By not calling witnesses, this impeachment lacked the due process of previous cases.
Many could have correctly guessed the results of President Trump’s impeachment before the two articles indicting the 45th president officially made it out of the House of Representatives, but the shameful way that the trial was conducted does not bode well for anyone other than the man still sitting in the Oval Office. The impeachment case of Donald John Trump saw the Republican Party disregard all precedent and respect for the rule of law in order to protect an electoral victory in November.
The trial’s purpose was essentially to decide whether Trump’s direction to withhold aid from Ukraine until after the new Ukrainian government had opened an investigation into Joe Biden’s son and the White House’s subsequent attempt at silencing any who dared to testify as to what they knew merited removal. Those were the facts. The only thing up for dispute was whether the actions make Trump undeserving of the office.
Impeachment has always been partisan: The two previous impeachment trials, those of Andrew Johnson and Bill Clinton, also both ended in acquittals and were both heavily influenced by party sentiments. Impeachment is a political process supported by a reference or two from the Constitution, and, in that way, Trump’s was no different.
Where this impeachment differed with Johnson and Clinton’s was in its execution. Unlike the only two previous examples, Trump’s case lacked any witnesses testifying to the president’s actions, and Trump’s defense team seemed more concerned with the House’s process of impeachment than defending Trump on the merits of his conduct. Johnson and Clinton’s defense team faced testimony from those with intimate knowledge of their alleged wrongdoing. With the help of 51 Republican Senators, and Senate Majority Leader Mitch McConnell’s vote whipping efforts, Trump did not face one witness.
Instead, this trial consisted of House managers, led by Democratic congressman Adam Schiff, making cases that mostly fell on deaf ears, while Alan Dershowitz, the head of Trump’s defense team argued that “if a president does something which he believes will help him get elected in the public interest, that can not be the kind of quid pro quo that results in impeachment.” By essentially restating Richard Nixon’s infamous assertion that “if the president does [something] that means that it is not illegal,” Dershowitz and every Republican who voted for acquittal have signaled to the President that he will not be held accountable as long as he can excite the base to a win in the November elections.
Republicans know that in a country of shifting politics and demographics that the policies that gave them near absolute ideological power in the late twentieth century have begun to fade.

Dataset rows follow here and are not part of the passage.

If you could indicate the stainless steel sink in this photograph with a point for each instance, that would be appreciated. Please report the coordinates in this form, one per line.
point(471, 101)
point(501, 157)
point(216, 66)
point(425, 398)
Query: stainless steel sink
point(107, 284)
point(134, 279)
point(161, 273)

They also know that Trump’s racist and regressive politics will get disgruntled white voters to the polls when a faltering economy and lack of government assistance might have kept them complacent and at home. With Trump, they can continue to compete, methods of doing so be damned. For the first time in many of our lives and maybe since the Civil War, the integrity of American democracy will be at stake in the next election. A president elected by a minority of voters abused his power in office and will now likely use every possible method to hold onto that power. Come November, the same tests that the United States uses to assess the viability of Latin American democracies will be applied to the world’s oldest republic and our potential of failing those tests has rarely been higher.